According to his LinkedIn profile, Egizio graduated from the University of Southern Illinois with a bachelor's in law enforcement in 1993. Joliet hired him as a patrol officer in 1997, and he remained in the patrol unit until the summer of 2005. He spent three years as a homicide detective. He became a patrol sergeant from 2008 until 2012. The past nine years, Egizio has worked as a lieutenant overseeing patrol shifts as well as schedules, payroll and budgets for the narcotics and SWAT operations.

- Mike Batis, named Joliet's deputy chief of technical services in December 2018, following Roechner's appointment as permanent chief by the Joliet City Council.
Batis served in the U.S. Marine Corps for six years from 1987 to 1993. He joined the Joliet Police force in 1997. During the past 24 years, Batis has held the rank of detective sergeant, detective lieutenant and watch commander of the operations division. He received his bachelor's in criminal justice from the University of Illinois at Chicago in 1996 and is currently finishing up a master's of business administration at Benedictine University in Lisle, according to his LinkedIn profile.
- John Ross, promoted last summer to lieutenant.
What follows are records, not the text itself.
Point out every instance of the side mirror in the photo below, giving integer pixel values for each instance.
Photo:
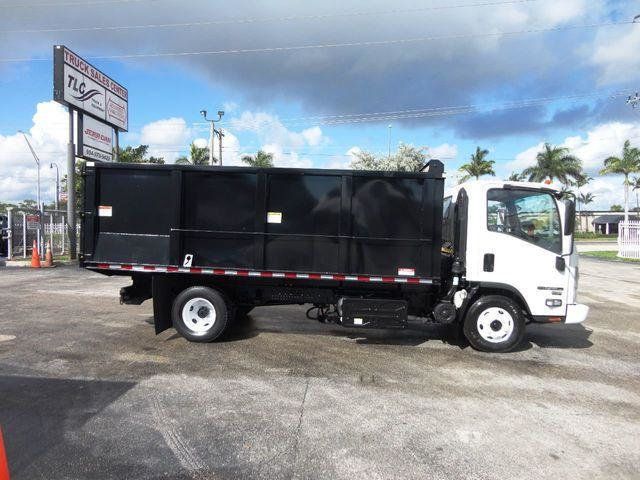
(569, 217)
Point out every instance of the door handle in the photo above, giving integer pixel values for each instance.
(489, 260)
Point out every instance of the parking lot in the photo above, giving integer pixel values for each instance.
(88, 391)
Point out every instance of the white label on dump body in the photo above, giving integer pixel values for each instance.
(274, 217)
(105, 211)
(406, 272)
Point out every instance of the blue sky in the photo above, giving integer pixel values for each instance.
(523, 71)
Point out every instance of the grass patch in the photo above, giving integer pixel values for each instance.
(594, 236)
(611, 255)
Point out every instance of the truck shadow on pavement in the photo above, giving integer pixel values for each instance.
(37, 415)
(557, 336)
(417, 333)
(253, 325)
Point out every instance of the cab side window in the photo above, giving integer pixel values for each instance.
(528, 215)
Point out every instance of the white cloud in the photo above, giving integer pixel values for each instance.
(599, 143)
(166, 138)
(49, 137)
(342, 162)
(603, 141)
(524, 159)
(276, 138)
(616, 54)
(444, 152)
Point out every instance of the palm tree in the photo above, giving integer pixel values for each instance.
(478, 166)
(199, 156)
(555, 163)
(566, 192)
(516, 177)
(584, 199)
(625, 165)
(635, 186)
(261, 159)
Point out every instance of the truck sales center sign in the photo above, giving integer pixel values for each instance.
(79, 84)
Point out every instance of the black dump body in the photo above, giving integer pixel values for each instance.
(306, 221)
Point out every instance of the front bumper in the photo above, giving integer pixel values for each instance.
(576, 313)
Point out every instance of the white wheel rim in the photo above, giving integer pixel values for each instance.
(198, 315)
(495, 324)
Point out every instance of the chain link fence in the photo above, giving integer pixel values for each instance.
(21, 228)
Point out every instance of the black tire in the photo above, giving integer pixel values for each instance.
(501, 328)
(243, 310)
(201, 324)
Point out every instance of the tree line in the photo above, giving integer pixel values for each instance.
(553, 163)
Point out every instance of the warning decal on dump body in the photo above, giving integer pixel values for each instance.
(105, 211)
(406, 272)
(274, 217)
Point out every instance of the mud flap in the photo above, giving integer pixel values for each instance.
(162, 302)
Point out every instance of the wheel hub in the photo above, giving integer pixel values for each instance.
(198, 315)
(495, 325)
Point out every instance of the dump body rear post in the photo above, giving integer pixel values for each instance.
(363, 249)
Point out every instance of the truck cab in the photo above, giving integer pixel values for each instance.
(515, 240)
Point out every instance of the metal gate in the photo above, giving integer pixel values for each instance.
(25, 227)
(629, 239)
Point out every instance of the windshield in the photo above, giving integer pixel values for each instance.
(529, 215)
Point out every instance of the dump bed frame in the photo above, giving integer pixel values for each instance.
(343, 225)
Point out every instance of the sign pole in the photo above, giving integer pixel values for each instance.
(116, 153)
(71, 190)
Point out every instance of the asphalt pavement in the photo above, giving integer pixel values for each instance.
(87, 391)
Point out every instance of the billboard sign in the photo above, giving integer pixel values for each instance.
(95, 139)
(78, 84)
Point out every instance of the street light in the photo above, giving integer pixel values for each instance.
(39, 208)
(53, 164)
(35, 157)
(212, 132)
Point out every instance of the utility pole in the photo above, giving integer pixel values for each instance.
(220, 137)
(53, 164)
(212, 132)
(39, 204)
(71, 190)
(35, 157)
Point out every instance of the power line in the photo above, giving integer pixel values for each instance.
(338, 119)
(73, 4)
(436, 111)
(288, 18)
(371, 43)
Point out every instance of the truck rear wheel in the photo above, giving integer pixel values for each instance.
(494, 324)
(200, 314)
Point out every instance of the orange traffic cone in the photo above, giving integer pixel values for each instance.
(35, 256)
(48, 258)
(4, 466)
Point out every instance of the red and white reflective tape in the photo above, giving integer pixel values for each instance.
(261, 273)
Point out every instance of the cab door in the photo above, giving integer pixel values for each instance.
(518, 248)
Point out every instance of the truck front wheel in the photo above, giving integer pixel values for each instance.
(494, 324)
(200, 314)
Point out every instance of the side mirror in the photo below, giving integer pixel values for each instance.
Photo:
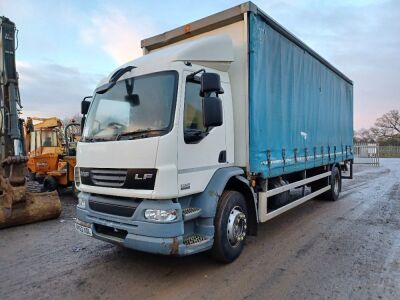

Related to Tom Ross, who spent 30 years with the village of Bolingbrook and served as public safety director under Bolingbrook Mayor Roger Claar.
John Ross has been rising through the ranks of Joliet's Police Department of late. In October 2018, the Joliet Police Supervisors Association welcomed Ross into their union as a new sergeant. Ross was the lead detective for years on the 2008 hit-and-run death of Melissa Lech, the 20-year-old University of Illinois student from Joliet. Her crime garnered widespread news media coverage. In 2012, Joliet police arrested 27-year-old David McCarthy of Naperville, though charges were later dropped against him two years later.